Crédule Grand-Duc attendait, calmement, une tasse blanche à la main, ne se doutant de rien. Marc continua de progresser à couvert. Il savait qu’en cas de besoin il pourrait toujours se servir du Mauser emprunté à Malvina, mais son plan, si l’on pouvait parler de plan, était tout autre. Plus direct ! Crédule Grand-Duc approchait les soixante-cinq ans, Marc en avait vingt et disposait d’une condition physique de rugbyman. Ils allaient s’expliquer entre hommes.

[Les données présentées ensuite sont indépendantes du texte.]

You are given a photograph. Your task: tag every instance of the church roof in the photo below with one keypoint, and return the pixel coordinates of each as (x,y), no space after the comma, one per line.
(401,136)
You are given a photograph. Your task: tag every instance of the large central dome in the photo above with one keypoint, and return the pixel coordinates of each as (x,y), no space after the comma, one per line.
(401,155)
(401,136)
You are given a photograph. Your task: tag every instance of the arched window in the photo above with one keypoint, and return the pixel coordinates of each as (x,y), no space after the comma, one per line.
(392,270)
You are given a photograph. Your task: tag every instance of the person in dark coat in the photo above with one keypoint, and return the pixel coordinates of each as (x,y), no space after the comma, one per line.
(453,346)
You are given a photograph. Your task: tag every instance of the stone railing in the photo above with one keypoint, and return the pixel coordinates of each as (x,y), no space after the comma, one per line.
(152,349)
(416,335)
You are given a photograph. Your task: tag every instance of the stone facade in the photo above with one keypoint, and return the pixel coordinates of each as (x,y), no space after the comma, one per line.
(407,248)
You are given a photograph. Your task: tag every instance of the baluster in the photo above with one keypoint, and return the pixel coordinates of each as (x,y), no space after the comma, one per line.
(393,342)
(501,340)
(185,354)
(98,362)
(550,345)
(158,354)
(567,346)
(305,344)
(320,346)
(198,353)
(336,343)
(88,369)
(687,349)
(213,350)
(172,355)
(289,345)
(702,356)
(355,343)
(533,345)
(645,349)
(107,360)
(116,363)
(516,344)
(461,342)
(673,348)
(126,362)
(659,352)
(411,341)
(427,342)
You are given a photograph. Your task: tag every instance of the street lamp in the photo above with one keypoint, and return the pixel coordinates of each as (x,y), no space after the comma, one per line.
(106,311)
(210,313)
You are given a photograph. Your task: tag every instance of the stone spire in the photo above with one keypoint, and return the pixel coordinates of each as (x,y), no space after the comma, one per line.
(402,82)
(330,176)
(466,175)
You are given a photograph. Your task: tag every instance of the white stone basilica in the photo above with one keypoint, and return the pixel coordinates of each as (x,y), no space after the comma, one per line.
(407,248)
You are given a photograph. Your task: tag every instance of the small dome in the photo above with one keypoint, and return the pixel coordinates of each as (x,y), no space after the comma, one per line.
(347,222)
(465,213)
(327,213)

Crédule Grand-Duc n’eut pas le temps de réagir. La portière de la Xantia s’ouvrit brusquement. Une ombre surgie de nulle part lui attrapa le bras, puis l’épaule. Il se retrouva projeté sur le chemin de terre, face contre sol. Il n’avait toujours pas pu distinguer son agresseur lorsqu’un violent coup de pied lui déchira les côtes. Il se tordit de douleur. Un deuxième coup de pied le toucha au coccyx.

Le détective hurla.

— Put…

Son cri inachevé se perdit dans l’immensité du silence de la montagne. Un troisième coup de pied, dans le bas du dos, l’obligea à se retourner. L’ombre le dominait, debout, devant son corps ratatiné.

Marc Vitral.

Comment avait-il pu comprendre ? Le trouver ? Aussi rapidement ?

— Marc ? articula Grand-Duc. Com… comment as-tu…

Le détective cracha du sang dans la poussière et essaya de se relever. Le pied de Marc se posa sur sa poitrine.

— Bouge pas… Ne bouge pas ou je t’écrase comme un cafard…

— Marc, qu’est-ce qui…

— Ta gueule. Recommence pas ton baratin. Deux jours que je me les coltine, tes formules à la con. Ta vie, ton enquête et tes états d’âme de faux cul…

Marc pesa encore un peu plus avec son pied sur la poitrine de Grand-Duc. Le détective grimaça, peinant à respirer. Marc parla, lentement :

— On va pas jouer au chat et à la souris, tous les deux. On va aller droit au but. Droit au but, tu te souviens, comme les matchs de foot que je regardais sur tes genoux, à Dieppe. Sur les genoux de l’assassin de mon grand-père. De ma grand-mère aussi, si t’avais pu.